5. Peut-être l’aspect essen­tiel des mobi­li­sa­tions a‑t-il été de rendre pos­sible l’entrée de larges sec­teurs de la jeu­nesse dans la vie poli­tique, sec­teurs non recon­nus par les poli­tiques gou­ver­ne­men­tales et qui, jusqu’ici n’avaient pas trou­vé leurs formes spé­ci­fiques d’expression poli­tique. C’est peut être la consé­quence la plus per­ma­nente des mobilisations.
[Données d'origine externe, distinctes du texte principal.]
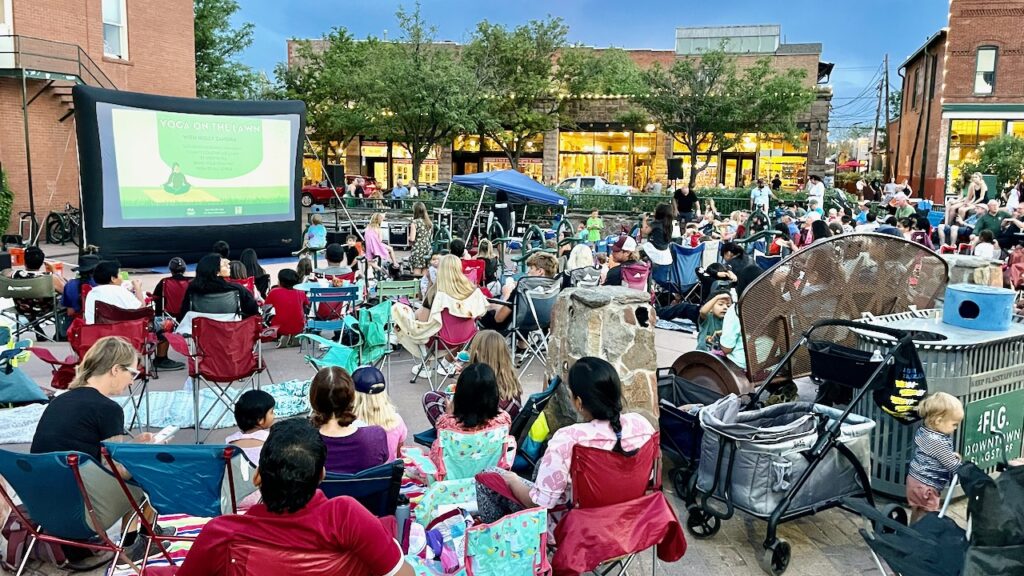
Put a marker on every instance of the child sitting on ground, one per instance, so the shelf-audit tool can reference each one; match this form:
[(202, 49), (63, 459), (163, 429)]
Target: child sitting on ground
[(712, 318), (374, 408), (254, 416), (290, 307), (935, 460)]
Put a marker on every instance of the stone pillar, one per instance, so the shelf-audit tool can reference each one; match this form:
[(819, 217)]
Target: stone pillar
[(615, 324)]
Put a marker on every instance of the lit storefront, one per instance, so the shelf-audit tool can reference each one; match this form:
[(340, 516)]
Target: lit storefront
[(467, 158), (376, 163), (736, 167), (967, 135), (621, 157)]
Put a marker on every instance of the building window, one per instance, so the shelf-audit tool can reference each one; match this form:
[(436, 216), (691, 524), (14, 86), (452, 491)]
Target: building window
[(984, 74), (115, 29)]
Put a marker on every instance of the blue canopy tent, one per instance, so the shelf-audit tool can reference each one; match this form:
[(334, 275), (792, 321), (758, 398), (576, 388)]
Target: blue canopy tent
[(519, 187)]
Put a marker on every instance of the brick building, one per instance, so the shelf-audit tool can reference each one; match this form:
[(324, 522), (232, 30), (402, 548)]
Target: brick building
[(963, 87), (47, 46), (599, 144)]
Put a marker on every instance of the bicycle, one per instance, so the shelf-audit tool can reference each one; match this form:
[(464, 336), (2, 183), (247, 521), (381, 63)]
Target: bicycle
[(65, 227)]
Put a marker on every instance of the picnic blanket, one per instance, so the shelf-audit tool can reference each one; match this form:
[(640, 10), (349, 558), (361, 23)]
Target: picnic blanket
[(17, 425)]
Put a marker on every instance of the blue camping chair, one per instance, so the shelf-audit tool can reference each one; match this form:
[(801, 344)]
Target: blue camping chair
[(67, 498), (198, 480), (376, 488)]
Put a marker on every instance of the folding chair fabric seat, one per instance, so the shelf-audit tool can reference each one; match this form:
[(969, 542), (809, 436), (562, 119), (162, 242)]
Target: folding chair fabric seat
[(377, 488)]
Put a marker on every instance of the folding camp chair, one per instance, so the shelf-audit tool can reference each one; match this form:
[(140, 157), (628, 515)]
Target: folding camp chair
[(611, 498), (525, 459), (454, 336), (67, 498), (220, 354), (198, 481), (535, 298), (35, 303), (464, 454), (394, 290), (376, 488)]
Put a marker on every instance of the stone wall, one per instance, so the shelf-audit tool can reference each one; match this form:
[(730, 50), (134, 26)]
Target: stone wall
[(612, 323)]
6. Il est clair aujourd’hui que les gou­ver­ne­ments qui coa­lisent dif­fé­rents par­tis – cer­tains plus nom­breux (ceux de droite) et d’autres moins nom­breux (ceux de gauche) – éprouvent des dif­fi­cul­tés pour entrer en rela­tion avec les mobi­li­sa­tions popu­laires. Ils prennent des déci­sions impor­tantes sans consul­ta­tion et lorsqu’ils affrontent des résis­tances popu­laires, tendent à réaf­fir­mer tech­no­cra­ti­que­ment leurs déci­sions – “il n’y a pas de res­sources”, “impos­sible de bou­cler les comptes”, etc.– sans se rendre compte qu’il y a là une ques­tion poli­tique, une reven­di­ca­tion juste de la citoyen­ne­té, qui s’appuie sur un immense consen­sus social, et qui appellent des solu­tions poli­tiques, ce pour­quoi les diri­geants ont été élus. Ce n’est qu’après de nom­breuses mobi­li­sa­tions et l’affaissement de l’autorité des gou­ver­nants que sont prises les déci­sions cor­rectes. Une chose est d’affirmer qu’on “dia­logue” avec les mou­ve­ments, une autre est d’affronter effec­ti­ve­ment leurs mobi­li­sa­tions, sur­tout quand celles-ci résistent aux déci­sions prises par les gouvernants.

7. Cer­tai­ne­ment, un pro­blème que le mou­ve­ment affronte sont les ten­ta­tives de mani­pu­la­tions externes. L’une d’elles, repré­sen­tée par les sec­teurs les plus extré­mistes, cherche à injec­ter des reven­di­ca­tions maxi­ma­listes de “sou­lè­ve­ment popu­laire” contre l’État, pour jus­ti­fier leurs actions vio­lentes, carac­té­ri­sées comme van­da­lisme. Ce sont des sec­teurs très réduit, externes au mou­ve­ment, avec ou sans infil­tra­tion poli­cière. Ils apportent la man­chette immé­diate dont les grands médias ont besoin mais ont été reje­tés par la qua­si tota­li­té des mouvements.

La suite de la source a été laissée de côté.